Can You Eat Chinese Food When You’re Pregnant? | Smart, Safe Picks

Yes, you can enjoy Chinese food during pregnancy, choosing well-cooked dishes, low-mercury seafood, and lighter sauces.

Craving chow mein or a steaming bowl of wonton soup? Good news: Chinese cuisine can fit a prenatal diet with a few smart tweaks. The aim is simple—pick fully cooked proteins, mind sodium, skip risky raw garnishes, and choose fish that fall into low-mercury groups. This guide shows you how to order or cook your favorites with confidence while keeping flavor front and center.

Eating Chinese Cuisine While Pregnant: Smart Picks

Most Chinese menus offer a wide range of stir-fries, soups, noodles, and steamed plates that work well during pregnancy. Priority one is food safety—hot, fresh, and thoroughly cooked. After that, keep an eye on sauces and portion sizes, especially with salty condiments like soy or oyster sauce. If seafood is on your mind, lean on species placed in the “best” or “good” choices by federal guidance, and keep the high-mercury species off your plate.

Quick Guide To Popular Dishes

The table below covers common restaurant staples and how to order them to fit a prenatal plan. Use it to scan the menu fast, then tailor sides and sauces to your taste.

Dish Pregnancy-Safe?
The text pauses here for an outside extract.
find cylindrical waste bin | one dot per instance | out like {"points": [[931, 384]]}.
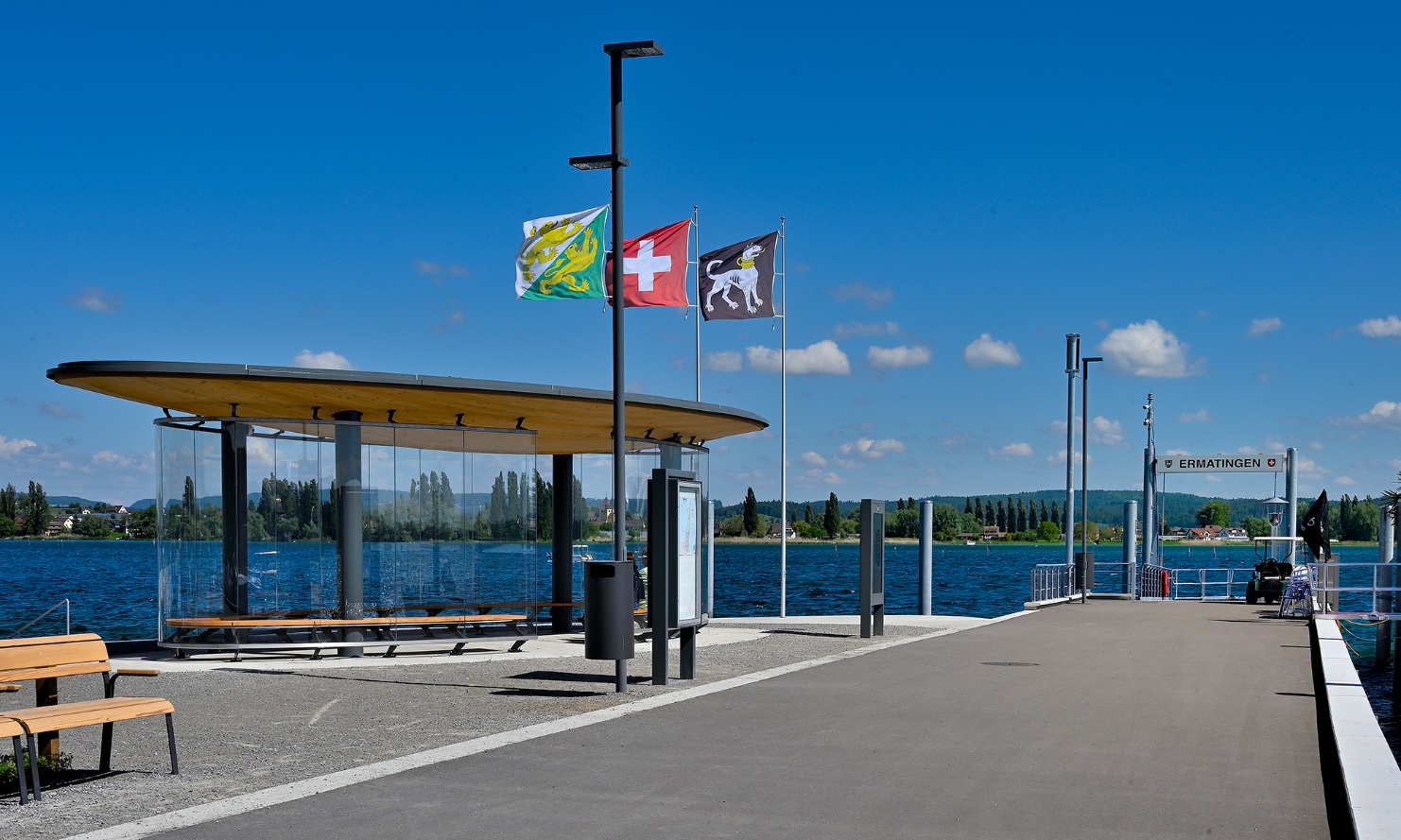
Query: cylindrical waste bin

How To Order It
Wonton Soup Yes Ask for steaming hot broth; confirm pork/shrimp are fully cooked.
Hot And Sour Soup Yes Good starter; check that egg is fully set in the soup.
Steamed Dumplings Yes Pick pork, chicken, shrimp, or veg; ensure the filling reaches safe doneness.
Chicken And Broccoli Yes Great lean pick; ask for light sauce and extra veg.
Beef With Snow Peas Yes Choose stir-fried, not rare; swap in brown rice or half-rice, half-veg.
Shrimp With Mixed Vegetables Yes Good seafood option; shrimp cook fast—ask for piping hot, firm texture.
Mapo Tofu Yes Tofu is fine when heated through; request lighter oil and moderate spice.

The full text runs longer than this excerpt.